Self-signed server cert you don't want to verify: set verify_tls to false (don't reach for mTLS).
Private-CA server cert you do want to verify, but no client cert is required: that's a server-trust concern, not mTLS. Point the agent's system trust store at your CA, or use a probe without verification.

How certificates are stored

The cloud never sees your certificate or private key. Each *_ref field holds the name of an environment variable on the agent host. The agent reads the PEM material from that variable at probe time. The value can be either:

the PEM text directly (handy for Docker -e / Compose env), or
a filesystem path to a PEM file (handy for Kubernetes secret mounts).

Example agent environment:

# PEM inline

# or a path the agent can read

Then in the metric's HTTP form, open mTLS authentication and set:

Client certificate env var: OBSERVER_MTLS_CLIENT_CERT
Client private key env var: OBSERVER_MTLS_CLIENT_KEY
CA certificate env var (optional): OBSERVER_MTLS_CA_CERT

The private key never leaves the agent host and is never logged.
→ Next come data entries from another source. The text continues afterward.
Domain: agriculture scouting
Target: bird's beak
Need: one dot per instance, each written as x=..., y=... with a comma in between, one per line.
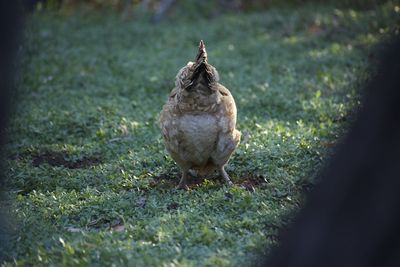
x=201, y=67
x=201, y=57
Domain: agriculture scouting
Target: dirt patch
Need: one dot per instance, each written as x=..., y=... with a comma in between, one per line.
x=62, y=159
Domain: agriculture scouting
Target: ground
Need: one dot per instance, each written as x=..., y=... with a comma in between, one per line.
x=88, y=179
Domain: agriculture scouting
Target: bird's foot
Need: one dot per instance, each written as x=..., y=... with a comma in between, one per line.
x=226, y=177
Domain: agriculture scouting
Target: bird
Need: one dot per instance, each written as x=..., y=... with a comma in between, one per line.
x=198, y=121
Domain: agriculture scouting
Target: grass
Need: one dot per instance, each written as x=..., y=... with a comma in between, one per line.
x=88, y=178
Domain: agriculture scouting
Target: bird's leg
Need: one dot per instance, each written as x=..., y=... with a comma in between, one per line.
x=182, y=184
x=225, y=176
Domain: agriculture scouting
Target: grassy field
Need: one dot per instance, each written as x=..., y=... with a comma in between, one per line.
x=88, y=179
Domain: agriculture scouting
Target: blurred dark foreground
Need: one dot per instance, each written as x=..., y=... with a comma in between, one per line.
x=352, y=218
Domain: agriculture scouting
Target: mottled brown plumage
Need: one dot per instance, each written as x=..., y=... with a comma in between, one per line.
x=199, y=119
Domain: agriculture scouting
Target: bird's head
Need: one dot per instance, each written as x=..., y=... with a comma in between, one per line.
x=197, y=74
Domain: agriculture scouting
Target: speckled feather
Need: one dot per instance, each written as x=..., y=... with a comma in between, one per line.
x=199, y=119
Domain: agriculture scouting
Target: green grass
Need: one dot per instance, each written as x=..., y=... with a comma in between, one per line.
x=89, y=181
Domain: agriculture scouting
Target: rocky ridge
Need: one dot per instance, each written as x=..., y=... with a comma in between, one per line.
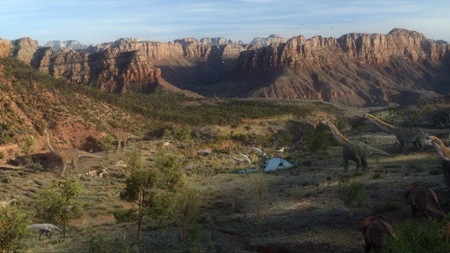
x=355, y=69
x=69, y=44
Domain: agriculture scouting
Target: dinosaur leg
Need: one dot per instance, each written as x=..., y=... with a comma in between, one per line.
x=358, y=165
x=364, y=164
x=40, y=233
x=345, y=165
x=74, y=163
x=64, y=161
x=367, y=248
x=446, y=172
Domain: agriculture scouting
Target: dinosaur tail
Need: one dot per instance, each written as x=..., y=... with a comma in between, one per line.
x=8, y=166
x=375, y=151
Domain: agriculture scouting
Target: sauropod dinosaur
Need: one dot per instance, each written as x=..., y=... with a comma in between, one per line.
x=356, y=151
x=67, y=155
x=374, y=229
x=414, y=135
x=9, y=166
x=121, y=137
x=424, y=200
x=444, y=153
x=46, y=228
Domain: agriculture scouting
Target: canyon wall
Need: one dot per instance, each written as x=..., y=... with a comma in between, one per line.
x=356, y=68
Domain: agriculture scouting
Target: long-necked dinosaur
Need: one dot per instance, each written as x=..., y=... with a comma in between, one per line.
x=404, y=135
x=356, y=151
x=9, y=166
x=121, y=137
x=66, y=154
x=444, y=153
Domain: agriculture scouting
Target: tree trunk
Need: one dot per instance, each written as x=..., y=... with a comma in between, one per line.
x=64, y=221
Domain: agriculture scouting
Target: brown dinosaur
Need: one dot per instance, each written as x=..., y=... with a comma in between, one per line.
x=356, y=151
x=9, y=166
x=67, y=154
x=444, y=153
x=374, y=231
x=121, y=137
x=404, y=135
x=424, y=200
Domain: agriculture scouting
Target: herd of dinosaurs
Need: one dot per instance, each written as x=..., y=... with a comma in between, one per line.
x=421, y=199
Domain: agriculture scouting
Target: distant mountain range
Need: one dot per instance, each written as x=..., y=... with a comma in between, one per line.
x=355, y=69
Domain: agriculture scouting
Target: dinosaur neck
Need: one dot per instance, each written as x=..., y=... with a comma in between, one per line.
x=385, y=126
x=339, y=137
x=442, y=150
x=49, y=144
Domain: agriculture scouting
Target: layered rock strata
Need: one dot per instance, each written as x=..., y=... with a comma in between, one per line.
x=355, y=69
Generating a client certificate

Your service operator issues client certs from the mesh / internal CA. For a quick local test against an mTLS server:

# client key + CSR (request the clientAuth EKU; many servers reject
# a client cert that lacks it)
openssl req -newkey rsa:4096 -nodes -keyout client.key -out client.csr \
  -subj "/CN=observer-probe" \
  -addext "extendedKeyUsage=clientAuth"
# sign with your CA, carrying the clientAuth EKU into the cert
openssl x509 -req -in client.csr -CA ca.crt -CAkey ca.key -CAcreateserial \
  -out client.crt -days 365 -copy_extensions copy

RSA keys must be at least 2048 bits (the example uses 4096 for headroom); weaker keys are rejected at probe time with mtls_weak_key. EC keys (openssl ecparam -genkey) are also accepted, with no bit-floor caveat. If the server rejects the cert with mtls_client_cert_rejected, the most common cause is a missing clientAuth extended-key-usage.

Certificate expiry

The agent parses the client cert on every probe. When it expires within 30 days, the probe still succeeds but attaches a cert_expiry_warning (with the not_after date and days remaining) to the result metadata. This is not a status flip and not a dashboard reason chip. It rides in the sample's metadata, so wire an alert on it (or check the metric's recent samples) if you want a proactive heads-up. Once the cert is actually expired, the probe returns no_data with reason mtls_cert_expired.

mTLS reason codes

Reason	Meaning
`mtls_incomplete`	Only one of cert / key was configured. Set both.
`mtls_ref_missing`	The named env var isn't set on the agent.
`mtls_file_unreadable`	The ref points at a path the agent can't read.
`mtls_cert_parse_failed`	The cert PEM didn't parse.
`mtls_key_parse_failed`	The key PEM didn't parse.
`mtls_weak_key`	RSA key under 2048 bits.
`mtls_cert_expired`	The client cert's validity has passed.
`mtls_server_verify_failed`	The server cert didn't validate against the CA / trust store. Set `ca_cert_ref` if the server uses a private CA.
`mtls_server_cert_expired`	The server's TLS cert has expired (server-side problem).
`mtls_client_cert_rejected`	The handshake failed: the server didn't accept the client cert. Confirm the cert chains to a CA the server trusts and isn't revoked.

Troubleshooting

mtls_client_cert_rejected but the cert looks valid. The server decides which CAs to trust for client auth. Confirm your client cert chains to a CA in the server's client-CA list, and that the cert isn't revoked.
mtls_server_verify_failed against an internal server. The server presents a cert signed by a private CA the agent's system trust store doesn't know. Set ca_cert_ref to a CA bundle env var.
mtls_ref_missing after setting the variable. The agent reads process.env at probe time. Set the variable on the agent process / pod, not just your shell, and restart the agent.